O gato olhou pra ela como se tivesse entendido melhor do que eu o que ela tinha acabado de dizer. Percebi isso e fiquei me achando muito incompetente para me comunicar com ela. Dez a zero pro gato. Quase que odiei o gato e o complô que os dois estavam formando ali contra mim. Mas era o gato dela. E estava na vida dela há muito mais tempo que eu. Na verdade, eu tinha acabado de chegar. E era delicado isso. Essa coisa de acabar de chegar na vida de alguém. A gente não recebe um roteiro. Já aconteceu tanta coisa. Porra, eu só queria que passasse logo essa parte toda de não saber o que fazer e essas palavras todas. Bom, eu gostei da peça. E não podia voltar atrás e dizer que eu não tinha gostado da peça. Seria ... muita covardia. Não queria que ela me achasse covarde. Mesmo que eu fosse covarde. Talvez até o gato tenha notado minha fragilidade. Então, só me restava partir pra briga. "Saia dessa de buscar começo, meio e fim. Colagem. É o que temos para o momento.
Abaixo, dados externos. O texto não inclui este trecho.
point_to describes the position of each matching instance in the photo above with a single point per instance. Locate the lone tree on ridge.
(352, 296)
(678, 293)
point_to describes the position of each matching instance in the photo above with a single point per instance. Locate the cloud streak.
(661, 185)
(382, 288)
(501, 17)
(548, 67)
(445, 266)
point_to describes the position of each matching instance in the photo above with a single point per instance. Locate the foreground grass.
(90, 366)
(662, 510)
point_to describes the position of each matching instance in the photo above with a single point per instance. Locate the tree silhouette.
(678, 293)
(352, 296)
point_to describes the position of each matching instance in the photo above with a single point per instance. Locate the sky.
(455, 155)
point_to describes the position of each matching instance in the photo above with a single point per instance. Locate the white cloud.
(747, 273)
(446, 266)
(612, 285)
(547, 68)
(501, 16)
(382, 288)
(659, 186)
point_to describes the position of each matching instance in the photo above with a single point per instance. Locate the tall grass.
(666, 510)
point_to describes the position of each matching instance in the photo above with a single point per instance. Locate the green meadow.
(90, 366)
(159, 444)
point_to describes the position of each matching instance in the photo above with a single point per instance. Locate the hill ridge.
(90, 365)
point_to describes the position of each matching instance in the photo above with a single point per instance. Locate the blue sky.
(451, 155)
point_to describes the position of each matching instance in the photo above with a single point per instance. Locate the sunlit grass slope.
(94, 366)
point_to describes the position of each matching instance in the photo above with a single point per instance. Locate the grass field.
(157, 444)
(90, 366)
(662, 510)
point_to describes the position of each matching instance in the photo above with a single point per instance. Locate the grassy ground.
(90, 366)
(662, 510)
Você é que monta a porra toda." O gato saltou do tapete para o sofá e ficou sentado fixando os olhos diretamente pra mim. Estávamos sentadas no tapete, e a visão que eu tinha era bem engraçada porque era como se o gato estivesse ao lado do ombro esquerdo dela pronto pra cochichar como um pequeno diabo as próximas frases que ela tinha pra me dizer. Ela se sentiu encorajada a continuar.
- Eu li O jogo da amarelinha. E tem unidade. 
"Sim. Muita." Quem era eu pra discordar do que ela estava dizendo. E mais ainda, quem era eu pra discordar do Julio Cortazar, um dos meus autores preferidos. Isso só podia ter sido ideia do gato. Golpe baixo. Mas eu não estava disposta a desistir, se ela continuasse. E ela continuou.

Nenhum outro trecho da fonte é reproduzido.